VeChain, the world’s leading blockchain-enabled product management platform, who recently announced a collaboration with Groupe Renault to provide the manufacturer with a digital car maintenance book has today revealed that blockchain technology is also capable of stopping the practice of “car clocking”.
Car clocking is a growing international problem. In the UK alone, HPI Check, which checks mileages, said one in 16 cars that it ran checks on in 2016 had a discrepancy in its mileage, an increase from one in 20 two years earlier. The Times recently reported that more than half a million clocked vehicles were sold in the UK in 2016, with an estimated cost of £1 billion. While the practice of “clocking”, also known as odometer fraud or “busting miles”, is illegal in the United States, loopholes in EU legislation mean the practice is both legal and on the rise.
VeChain believes they can end car clocking by employing blockchain technology to create a distributed digital car logbook for each vehicle. Each log is a unique digital repository that contains all maintenance information together with the odometer readings that can be accessed and updated by the manufacturer, dealers, workshops and owners.
VeChain’s platform assigns a unique digital identity to each vehicle, which is stored in the blockchain. Participants are assigned private keys with data viewing and/ or editing permissions, which can be interacted with via RFID tags, NFC chips or QR codes.
When selling a vehicle, the dealer or owner will be able to provide the prospective purchaser with a complete history log, from mileage through to the smallest repair or replacement, all certified by the manufacturer that attests to the accuracy of the car’s mileage. With a smartphone app, car owners can check the actual mileage at any time and compare it to the in-vehicle display.
When it comes to car maintenance, another particularly grey area for 2nd hand car buyers, VeChain’s solution offers a far superior solution on traditional vehicle maintenance logging practices, which typically consist of logs held by multiple different parties, often in physical, rather than digital format.
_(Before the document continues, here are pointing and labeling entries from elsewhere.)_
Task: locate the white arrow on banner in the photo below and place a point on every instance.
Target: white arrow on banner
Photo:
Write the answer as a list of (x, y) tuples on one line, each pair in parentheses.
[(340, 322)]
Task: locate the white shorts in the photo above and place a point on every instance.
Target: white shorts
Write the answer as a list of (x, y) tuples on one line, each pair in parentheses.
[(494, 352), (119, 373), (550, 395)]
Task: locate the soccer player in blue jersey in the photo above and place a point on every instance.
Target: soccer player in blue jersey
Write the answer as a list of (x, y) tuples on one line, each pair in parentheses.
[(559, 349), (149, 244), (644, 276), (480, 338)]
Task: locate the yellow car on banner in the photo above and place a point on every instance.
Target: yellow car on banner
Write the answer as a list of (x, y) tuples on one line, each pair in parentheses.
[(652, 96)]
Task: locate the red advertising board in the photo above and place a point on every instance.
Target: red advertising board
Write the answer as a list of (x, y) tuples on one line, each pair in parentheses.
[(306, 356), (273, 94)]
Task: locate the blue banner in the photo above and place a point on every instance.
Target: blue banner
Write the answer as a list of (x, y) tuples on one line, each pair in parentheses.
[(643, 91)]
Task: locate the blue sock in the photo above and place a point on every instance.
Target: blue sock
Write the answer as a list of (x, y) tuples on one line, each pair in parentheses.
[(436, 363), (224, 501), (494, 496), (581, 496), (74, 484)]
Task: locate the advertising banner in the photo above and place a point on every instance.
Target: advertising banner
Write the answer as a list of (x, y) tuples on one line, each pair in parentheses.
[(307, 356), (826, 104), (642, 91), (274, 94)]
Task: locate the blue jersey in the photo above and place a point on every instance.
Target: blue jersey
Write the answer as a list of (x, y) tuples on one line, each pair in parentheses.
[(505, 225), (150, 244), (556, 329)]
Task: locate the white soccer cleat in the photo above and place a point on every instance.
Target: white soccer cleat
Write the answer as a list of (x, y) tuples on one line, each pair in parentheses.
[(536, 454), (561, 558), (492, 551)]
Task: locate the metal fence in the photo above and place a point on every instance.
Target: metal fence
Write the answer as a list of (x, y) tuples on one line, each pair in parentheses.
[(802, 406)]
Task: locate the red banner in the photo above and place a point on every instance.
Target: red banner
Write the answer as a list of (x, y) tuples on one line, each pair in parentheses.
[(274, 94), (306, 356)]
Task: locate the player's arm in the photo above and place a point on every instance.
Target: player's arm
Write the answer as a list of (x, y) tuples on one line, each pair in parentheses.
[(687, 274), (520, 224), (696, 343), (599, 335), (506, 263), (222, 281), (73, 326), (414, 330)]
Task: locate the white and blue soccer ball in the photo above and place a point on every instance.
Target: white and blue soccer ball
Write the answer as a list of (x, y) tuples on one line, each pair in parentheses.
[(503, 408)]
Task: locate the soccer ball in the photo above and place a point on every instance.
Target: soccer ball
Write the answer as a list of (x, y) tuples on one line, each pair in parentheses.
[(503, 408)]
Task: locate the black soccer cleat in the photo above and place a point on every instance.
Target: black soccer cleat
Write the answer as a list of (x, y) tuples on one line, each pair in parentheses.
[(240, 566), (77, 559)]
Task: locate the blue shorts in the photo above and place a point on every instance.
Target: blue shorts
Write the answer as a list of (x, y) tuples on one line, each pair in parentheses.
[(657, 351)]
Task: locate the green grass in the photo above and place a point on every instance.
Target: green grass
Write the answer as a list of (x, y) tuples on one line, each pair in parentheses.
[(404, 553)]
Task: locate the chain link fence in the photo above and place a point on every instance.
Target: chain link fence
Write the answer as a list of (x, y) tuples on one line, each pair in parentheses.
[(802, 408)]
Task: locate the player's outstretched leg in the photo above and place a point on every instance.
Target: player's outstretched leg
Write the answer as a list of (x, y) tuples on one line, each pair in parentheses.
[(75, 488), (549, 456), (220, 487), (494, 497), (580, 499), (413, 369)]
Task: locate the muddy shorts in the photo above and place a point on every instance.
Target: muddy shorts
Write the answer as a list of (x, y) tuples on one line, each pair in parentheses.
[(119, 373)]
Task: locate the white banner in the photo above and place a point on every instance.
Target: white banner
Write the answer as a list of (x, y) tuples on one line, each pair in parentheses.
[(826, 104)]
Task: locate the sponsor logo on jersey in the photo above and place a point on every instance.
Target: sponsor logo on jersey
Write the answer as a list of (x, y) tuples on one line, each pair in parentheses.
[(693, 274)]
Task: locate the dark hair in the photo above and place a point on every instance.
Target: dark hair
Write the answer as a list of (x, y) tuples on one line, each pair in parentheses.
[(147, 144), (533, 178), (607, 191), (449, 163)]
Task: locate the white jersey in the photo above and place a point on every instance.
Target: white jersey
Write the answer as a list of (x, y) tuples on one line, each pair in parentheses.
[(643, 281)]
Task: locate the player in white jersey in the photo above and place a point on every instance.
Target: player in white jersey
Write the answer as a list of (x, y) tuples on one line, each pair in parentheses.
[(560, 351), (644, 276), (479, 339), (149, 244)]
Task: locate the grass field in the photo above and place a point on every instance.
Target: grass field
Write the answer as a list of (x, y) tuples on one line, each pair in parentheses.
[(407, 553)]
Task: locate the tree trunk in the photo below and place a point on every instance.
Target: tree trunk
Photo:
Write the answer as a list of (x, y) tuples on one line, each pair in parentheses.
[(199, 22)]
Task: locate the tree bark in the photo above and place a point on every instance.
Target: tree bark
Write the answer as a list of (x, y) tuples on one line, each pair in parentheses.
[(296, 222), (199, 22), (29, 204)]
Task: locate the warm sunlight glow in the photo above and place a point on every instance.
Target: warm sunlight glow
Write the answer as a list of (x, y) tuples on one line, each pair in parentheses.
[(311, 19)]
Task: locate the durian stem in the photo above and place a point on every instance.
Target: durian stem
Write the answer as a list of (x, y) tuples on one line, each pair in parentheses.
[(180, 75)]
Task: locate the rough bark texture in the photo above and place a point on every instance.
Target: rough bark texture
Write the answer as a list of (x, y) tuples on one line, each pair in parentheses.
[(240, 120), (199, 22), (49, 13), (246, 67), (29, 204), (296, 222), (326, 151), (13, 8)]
Such an approach makes it tedious and sometimes impossible to track the full history of a vehicle, meaning buyers may not know the true condition of the vehicle they are buying.
“Blockchain technology is able to create a reliable trust protocol,” commented Sunny Lu, COO of VeChain. “This is just one area where blockchain can have an impact on the car industry. We expect many other areas to benefit from the ability to store information in a tamper-proof protocol, such as crash reports, insurance claims, loan agreements, product recalls and much more,” concluded Lu.
VeChain, the world’s leading blockchain-enabled product management platform, revolutionizes how products travel through the supply chain. Established two years ago in Singapore, VeChain became part of PwC’s incubation programme in May 2017. The company works with Direct Imported Goods (DIG), China’s largest importer of fine wines as well as Renault and many others.